Bu arada, elektronik metinlerin sesli okunması teknolojisinin hayli geliştiğini de unutmayalım. Sesli kitap uygulamaları, okuma alışkanlığını yaygınlaştırmak için eldeki bir diğer teknolojik imkan. Bu sayede işine, okuluna giden binlerce yolcu, kulaklığından bir roman dinleyebilir; ilgisini çeken bir konuda bilgilenebilir.
HER CEPTE BİR KİTAP
Sayın Başbakan,
Uzun sözün kısası, 81 ildeki her yerleşim biriminde, yaş-cinsiyet-engellilik ayrımı olmaksızın herkese, 7/24 hizmet verecek dev bir kütüphane açabilirsiniz. Geniş kitleler yanında, bu e-kütüphanenin araştırmacılara, akademisyenlere, hatta devlet görevlilerine sunacağı kolaylıklar da cabası. Böyle bir uygulama, sözünü ettiğiniz ‘Dijital Kültür Arşivi’nin yanı sıra, TÜBİTAK Ulakbim Dergipark ve To-Kat gibi girişimleri çok daha ileri boyuta taşıyacaktır. Hepsinin ötesinde… Madem F.A.T.İ.H., dünyanın en büyük e-eğitim projelerinden birisi, bunun aynı şekilde en büyük e-kütüphanelerden birine bağlı olması gerekmez mi?

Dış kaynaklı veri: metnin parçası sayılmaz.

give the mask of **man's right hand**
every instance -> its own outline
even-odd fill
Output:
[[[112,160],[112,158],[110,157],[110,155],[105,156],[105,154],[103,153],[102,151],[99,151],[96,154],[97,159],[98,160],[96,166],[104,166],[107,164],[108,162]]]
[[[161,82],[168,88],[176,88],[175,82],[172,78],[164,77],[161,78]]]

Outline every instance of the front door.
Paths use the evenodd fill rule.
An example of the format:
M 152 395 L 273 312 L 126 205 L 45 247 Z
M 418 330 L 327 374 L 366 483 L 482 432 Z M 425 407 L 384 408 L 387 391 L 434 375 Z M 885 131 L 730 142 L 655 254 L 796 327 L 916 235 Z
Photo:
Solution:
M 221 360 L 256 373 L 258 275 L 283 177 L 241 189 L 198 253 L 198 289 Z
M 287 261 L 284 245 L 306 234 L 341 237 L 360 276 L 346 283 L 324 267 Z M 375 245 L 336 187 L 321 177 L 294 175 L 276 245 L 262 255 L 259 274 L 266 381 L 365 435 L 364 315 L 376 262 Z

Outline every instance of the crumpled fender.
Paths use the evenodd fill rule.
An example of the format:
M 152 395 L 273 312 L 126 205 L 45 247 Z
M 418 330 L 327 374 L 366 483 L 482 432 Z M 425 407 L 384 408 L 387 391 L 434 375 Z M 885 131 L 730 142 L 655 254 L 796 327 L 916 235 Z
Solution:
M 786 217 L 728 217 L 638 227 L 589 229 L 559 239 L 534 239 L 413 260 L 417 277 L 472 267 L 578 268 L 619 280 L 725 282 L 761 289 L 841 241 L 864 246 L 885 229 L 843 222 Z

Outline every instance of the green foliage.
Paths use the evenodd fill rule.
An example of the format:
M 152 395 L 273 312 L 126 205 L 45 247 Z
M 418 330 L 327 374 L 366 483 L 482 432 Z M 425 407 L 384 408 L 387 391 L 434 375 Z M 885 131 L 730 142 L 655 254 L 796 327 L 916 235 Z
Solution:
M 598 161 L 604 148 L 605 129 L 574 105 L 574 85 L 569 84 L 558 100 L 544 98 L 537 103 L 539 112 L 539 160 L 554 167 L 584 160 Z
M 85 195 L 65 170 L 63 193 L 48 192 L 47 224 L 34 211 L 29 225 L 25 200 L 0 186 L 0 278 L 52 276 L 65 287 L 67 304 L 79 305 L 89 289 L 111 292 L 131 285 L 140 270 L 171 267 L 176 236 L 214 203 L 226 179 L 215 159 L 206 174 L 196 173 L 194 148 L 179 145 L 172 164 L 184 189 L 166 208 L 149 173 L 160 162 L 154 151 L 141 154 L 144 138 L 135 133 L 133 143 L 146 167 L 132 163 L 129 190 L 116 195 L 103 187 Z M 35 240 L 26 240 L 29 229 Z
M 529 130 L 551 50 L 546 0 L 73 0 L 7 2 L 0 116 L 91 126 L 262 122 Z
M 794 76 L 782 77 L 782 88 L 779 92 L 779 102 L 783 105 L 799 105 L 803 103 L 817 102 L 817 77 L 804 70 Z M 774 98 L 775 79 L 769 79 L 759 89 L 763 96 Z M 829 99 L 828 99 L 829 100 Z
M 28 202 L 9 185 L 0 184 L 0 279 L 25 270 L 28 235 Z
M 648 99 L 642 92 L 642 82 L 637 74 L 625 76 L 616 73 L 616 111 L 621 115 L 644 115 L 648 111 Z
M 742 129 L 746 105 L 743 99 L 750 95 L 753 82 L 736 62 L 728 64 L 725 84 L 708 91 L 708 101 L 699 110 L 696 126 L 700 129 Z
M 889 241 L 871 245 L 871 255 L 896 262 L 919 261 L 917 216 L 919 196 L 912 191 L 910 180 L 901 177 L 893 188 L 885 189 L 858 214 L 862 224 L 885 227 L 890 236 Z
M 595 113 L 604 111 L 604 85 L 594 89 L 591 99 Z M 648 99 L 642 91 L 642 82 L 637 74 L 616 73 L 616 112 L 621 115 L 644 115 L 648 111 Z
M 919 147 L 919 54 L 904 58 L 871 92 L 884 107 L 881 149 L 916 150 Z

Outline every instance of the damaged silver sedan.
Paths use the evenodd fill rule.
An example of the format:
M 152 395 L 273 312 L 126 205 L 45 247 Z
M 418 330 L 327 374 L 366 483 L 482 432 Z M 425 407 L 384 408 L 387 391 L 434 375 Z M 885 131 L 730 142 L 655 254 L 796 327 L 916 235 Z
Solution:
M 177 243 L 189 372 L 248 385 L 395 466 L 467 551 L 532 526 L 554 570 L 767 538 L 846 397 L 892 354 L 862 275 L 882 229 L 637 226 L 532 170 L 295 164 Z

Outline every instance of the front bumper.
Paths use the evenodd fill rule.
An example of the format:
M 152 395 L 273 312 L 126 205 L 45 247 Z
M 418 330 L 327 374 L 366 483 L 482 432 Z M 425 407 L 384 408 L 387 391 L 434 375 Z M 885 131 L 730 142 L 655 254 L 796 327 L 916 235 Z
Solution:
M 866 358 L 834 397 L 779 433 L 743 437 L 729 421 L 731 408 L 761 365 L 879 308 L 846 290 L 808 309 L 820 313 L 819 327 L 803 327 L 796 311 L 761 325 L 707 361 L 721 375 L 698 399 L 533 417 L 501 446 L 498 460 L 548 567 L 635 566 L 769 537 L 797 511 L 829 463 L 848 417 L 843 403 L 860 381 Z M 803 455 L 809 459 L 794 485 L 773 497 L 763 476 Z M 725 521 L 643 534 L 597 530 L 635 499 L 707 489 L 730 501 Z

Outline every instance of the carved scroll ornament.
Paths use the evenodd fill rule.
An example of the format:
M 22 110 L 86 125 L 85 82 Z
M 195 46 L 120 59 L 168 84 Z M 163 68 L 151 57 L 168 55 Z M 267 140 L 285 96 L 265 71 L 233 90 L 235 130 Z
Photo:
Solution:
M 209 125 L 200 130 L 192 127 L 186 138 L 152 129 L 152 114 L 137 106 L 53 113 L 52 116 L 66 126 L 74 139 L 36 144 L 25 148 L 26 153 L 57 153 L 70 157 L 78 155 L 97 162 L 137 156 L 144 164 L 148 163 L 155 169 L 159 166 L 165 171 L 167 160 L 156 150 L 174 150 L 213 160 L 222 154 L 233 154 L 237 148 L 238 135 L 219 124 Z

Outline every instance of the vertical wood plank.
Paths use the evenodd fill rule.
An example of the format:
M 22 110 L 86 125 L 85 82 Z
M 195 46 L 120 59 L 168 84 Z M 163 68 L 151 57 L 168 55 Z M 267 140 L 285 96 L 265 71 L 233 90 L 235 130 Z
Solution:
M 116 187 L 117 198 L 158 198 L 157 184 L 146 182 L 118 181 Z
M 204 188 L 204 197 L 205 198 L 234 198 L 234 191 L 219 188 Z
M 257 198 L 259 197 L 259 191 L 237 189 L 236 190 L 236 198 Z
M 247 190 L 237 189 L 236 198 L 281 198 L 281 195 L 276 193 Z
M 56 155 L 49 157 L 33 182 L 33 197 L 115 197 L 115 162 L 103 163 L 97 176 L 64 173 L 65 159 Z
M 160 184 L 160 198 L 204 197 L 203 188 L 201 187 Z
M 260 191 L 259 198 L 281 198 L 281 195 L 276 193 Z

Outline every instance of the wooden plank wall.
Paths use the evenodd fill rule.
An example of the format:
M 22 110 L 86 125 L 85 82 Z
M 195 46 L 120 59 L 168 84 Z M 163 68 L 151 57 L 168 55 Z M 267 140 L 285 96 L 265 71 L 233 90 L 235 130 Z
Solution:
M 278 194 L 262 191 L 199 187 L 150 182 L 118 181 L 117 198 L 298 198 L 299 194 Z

Konuşmanızda haklı olarak “İçinde kitap, kütüphane bulunmayan ev nurdan, ışıktan kopuktur. İçinde büyük bir kütüphaneye sahip olmayan bir şehir, medeni bir şehir olarak görülemez” diyor ve ekliyorsunuz: “Hayatımda taşıdığım hiçbir çanta, içinde kitap olmadan taşınmadı”. Öyleyse gelin, ulusal ölçekte hizmet verecek “Milli e-Kütüphane” ile her çantaya, her bilgisayara, her tablete, her cep telefonuna bir değil, yüz binlerce kitap koyalım.